I suppose it is mainly a matter of demand and priority whether we’ll implement any of these. I might actually try tackle some of these points soon, as I would like to use these features myself.

@Treora Treora changed the title Implement a parser for ScrollToTextFragment syntax Implement Chromium/WICG’s Text Fragment specification Nov 5, 2020
Treora added a commit that referenced this issue Jan 8, 2021
A TextQuoteSelector can add as much prefix and suffix as desired. Until now, we only added prefix and suffix as much as was strictly necessary to disambiguate the target from other occurrences of the exact same text in the same document. When an annotation should still anchor on a modified version of the document, it can be helpful to add a little more context, in order to be robust against the ambiguity that would result if after such a modification the quoted text appears in more places than before.

Also, it seems neat to have the prefix and suffix contain whole words instead of stopping halfway inside a word. This makes it pleasant to read when user interfaces expose the prefix&suffix. Also it makes the implementation closer to being compatible with the WICG TextFragments spec (see #60).

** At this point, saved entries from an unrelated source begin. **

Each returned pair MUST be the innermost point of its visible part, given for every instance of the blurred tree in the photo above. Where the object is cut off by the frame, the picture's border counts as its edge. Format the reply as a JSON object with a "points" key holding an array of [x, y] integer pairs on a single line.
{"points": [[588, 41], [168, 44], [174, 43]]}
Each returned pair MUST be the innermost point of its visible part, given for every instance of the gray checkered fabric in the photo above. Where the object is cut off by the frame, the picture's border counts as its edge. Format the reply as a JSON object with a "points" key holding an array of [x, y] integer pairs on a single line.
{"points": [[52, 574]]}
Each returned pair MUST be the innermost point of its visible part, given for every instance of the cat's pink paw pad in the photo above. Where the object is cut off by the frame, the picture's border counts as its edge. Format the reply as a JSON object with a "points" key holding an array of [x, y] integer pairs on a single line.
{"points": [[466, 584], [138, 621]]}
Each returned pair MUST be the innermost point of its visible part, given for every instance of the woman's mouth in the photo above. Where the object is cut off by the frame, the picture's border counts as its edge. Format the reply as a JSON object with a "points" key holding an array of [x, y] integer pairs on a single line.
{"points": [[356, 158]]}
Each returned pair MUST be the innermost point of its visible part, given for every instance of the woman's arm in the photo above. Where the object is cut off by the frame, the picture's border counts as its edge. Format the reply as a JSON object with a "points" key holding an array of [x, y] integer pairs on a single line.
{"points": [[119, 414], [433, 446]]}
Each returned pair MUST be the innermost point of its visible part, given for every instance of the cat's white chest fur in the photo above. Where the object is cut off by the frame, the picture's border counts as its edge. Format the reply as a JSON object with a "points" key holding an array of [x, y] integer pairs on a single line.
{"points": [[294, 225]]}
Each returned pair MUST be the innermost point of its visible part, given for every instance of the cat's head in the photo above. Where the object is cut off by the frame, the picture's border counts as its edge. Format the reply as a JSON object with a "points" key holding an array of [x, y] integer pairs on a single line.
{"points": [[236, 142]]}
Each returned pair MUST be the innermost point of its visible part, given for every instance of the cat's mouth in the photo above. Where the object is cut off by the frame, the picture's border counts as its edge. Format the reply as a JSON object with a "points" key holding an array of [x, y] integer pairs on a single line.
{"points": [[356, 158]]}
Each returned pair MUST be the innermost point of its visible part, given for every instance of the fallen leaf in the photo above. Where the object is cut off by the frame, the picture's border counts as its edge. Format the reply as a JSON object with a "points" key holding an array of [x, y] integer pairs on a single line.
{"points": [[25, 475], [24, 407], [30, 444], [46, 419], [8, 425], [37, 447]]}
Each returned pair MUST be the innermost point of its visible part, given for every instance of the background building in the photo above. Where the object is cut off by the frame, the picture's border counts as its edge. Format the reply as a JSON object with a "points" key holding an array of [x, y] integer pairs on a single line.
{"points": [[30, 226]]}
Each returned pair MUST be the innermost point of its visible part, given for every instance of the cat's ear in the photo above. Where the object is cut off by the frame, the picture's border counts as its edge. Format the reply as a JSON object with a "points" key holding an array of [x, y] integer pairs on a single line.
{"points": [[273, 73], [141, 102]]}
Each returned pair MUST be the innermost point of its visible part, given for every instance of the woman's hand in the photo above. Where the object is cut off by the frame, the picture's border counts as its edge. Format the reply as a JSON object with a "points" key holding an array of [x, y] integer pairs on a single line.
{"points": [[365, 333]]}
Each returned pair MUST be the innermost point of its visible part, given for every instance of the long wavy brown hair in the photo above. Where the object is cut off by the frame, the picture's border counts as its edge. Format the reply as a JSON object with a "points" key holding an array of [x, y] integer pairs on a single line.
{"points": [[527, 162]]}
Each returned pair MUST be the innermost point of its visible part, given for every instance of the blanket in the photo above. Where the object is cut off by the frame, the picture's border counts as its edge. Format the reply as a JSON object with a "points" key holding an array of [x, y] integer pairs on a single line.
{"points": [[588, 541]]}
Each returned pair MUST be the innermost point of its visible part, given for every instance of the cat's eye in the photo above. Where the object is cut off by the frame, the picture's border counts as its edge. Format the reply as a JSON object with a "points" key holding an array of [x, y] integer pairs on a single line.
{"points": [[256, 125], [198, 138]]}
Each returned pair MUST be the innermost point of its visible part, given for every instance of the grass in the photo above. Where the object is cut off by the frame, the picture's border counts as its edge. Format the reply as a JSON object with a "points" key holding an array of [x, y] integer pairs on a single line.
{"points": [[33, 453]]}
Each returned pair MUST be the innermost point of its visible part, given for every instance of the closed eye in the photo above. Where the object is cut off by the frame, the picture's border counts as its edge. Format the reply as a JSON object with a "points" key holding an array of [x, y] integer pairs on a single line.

This PR thus adds two ways to generate less minimal prefixes&suffixes:

    - Round them up to the next whitespace.
    - Optionally add prefix&suffix around a short quote even if it is not
    ambiguous.

I made rounding up to whitespace the default behaviour, while the previous behaviour can still be obtained using the option minimalContext. For the context around short quotes I would not know what would be a good default (might depend on use case and document length?); so I left it at 0 for now, i.e. the feature is turned off by default.

This PR also refactors the implementation a bit, reusing the seekers instead of creating new ones on every match.

To pass options, I added an options object as the last function parameter. I thought we might want to move the scope parameter into this option object too, but scope is specific to the DOM implementation, so I’m not sure if that is desirable.

I added options for anything that would otherwise feel like we’re hardcoding a ‘magic number’, but of course quite some choices on how exactly the algorithm works are hardcoded opinions too. I doubted between a few variations, but thought this the most straightforward with I hope generally sensible results. To be seen in practice, I guess.

I added basic tests for each of the new behaviours. Currently these tests are still in the dom package, but should be refactored and moved into the selector package as the actual algorithms being tested reside there.